TUESDAY, May 7, 2019 (HealthDay News) — For patients undergoing neoadjuvant chemotherapy for locally advanced breast cancer, magnetic resonance imaging (MRI) examinations with new suspicious findings are unlikely to represent a new site of malignancy, according to a study presented at the annual meeting of the American Roentgen Ray Society, held from May 5 to 10 in Honolulu.

Donna Eckstein, M.D., from the University of California in San Francisco, and colleagues identified all breast MRI examinations performed to assess response to neoadjuvant chemotherapy from 2000 to 2018. Study cases classified as Breast Imaging Reporting and Data System (BI-RADS) 4 or 5 were identified. All cases with new suspicious lesions found after initiation of neoadjuvant treatment were included; 28 MRI examinations were included.

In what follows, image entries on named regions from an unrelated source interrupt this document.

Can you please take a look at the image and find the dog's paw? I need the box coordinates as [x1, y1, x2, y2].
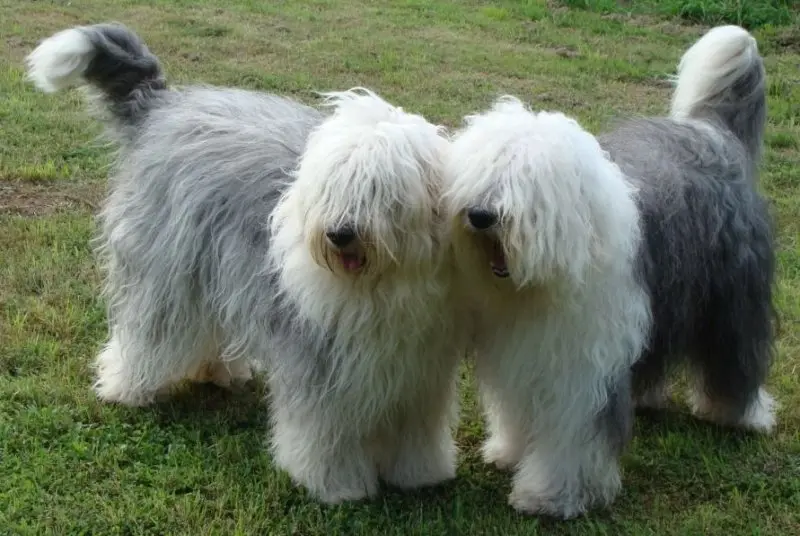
[312, 482, 378, 506]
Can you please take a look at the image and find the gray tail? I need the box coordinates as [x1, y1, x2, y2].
[26, 23, 167, 133]
[671, 26, 767, 161]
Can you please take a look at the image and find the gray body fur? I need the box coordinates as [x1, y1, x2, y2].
[29, 24, 460, 503]
[599, 42, 775, 424]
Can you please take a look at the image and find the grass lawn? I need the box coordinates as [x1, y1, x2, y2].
[0, 0, 800, 536]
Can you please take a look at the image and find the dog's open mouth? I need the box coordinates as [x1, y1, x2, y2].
[339, 252, 367, 272]
[489, 240, 509, 277]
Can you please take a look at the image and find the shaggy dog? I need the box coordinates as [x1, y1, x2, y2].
[600, 26, 775, 432]
[28, 24, 461, 503]
[444, 97, 650, 518]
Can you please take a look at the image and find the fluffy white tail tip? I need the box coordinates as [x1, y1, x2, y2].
[672, 26, 758, 117]
[25, 28, 95, 93]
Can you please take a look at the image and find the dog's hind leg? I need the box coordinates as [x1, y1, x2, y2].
[376, 381, 458, 489]
[689, 297, 775, 433]
[270, 404, 379, 504]
[509, 373, 633, 519]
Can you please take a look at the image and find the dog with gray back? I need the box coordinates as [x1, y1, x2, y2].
[28, 24, 462, 503]
[599, 26, 775, 432]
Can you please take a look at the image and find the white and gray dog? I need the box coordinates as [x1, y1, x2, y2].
[28, 24, 462, 503]
[444, 27, 774, 518]
[600, 26, 775, 432]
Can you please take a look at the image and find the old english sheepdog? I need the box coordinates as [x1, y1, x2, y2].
[444, 97, 650, 518]
[28, 24, 463, 503]
[600, 26, 775, 432]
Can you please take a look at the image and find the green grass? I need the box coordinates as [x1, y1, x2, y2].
[0, 0, 800, 536]
[562, 0, 800, 29]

The researchers found that all study cases were identified as BI-RADS 4. Sixteen lesions were contralateral to known malignancy, while 11 and one were ipsilateral and bilateral, respectively. Lesions included mass, nonmass enhancement, and focus (18, eight, and two, respectively). Twenty-five of the cases had tissue diagnosis or sufficient imaging follow-up to establish diagnosis; the outcomes were unknown in three cases. In cases with known outcomes, none of the new suspicious findings were malignant, while 11, five, and nine were proven benign at percutaneous biopsy, proven benign at surgical pathology, and presumed benign after resolution of the suspicious lesions or stability over more than two years, respectively.

“Our findings suggest that new suspicious findings on MRI arising during neoadjuvant therapy are almost certainly benign, although larger studies across facilities are needed to confirm whether biopsy may be safely averted in these scenarios,” the authors write.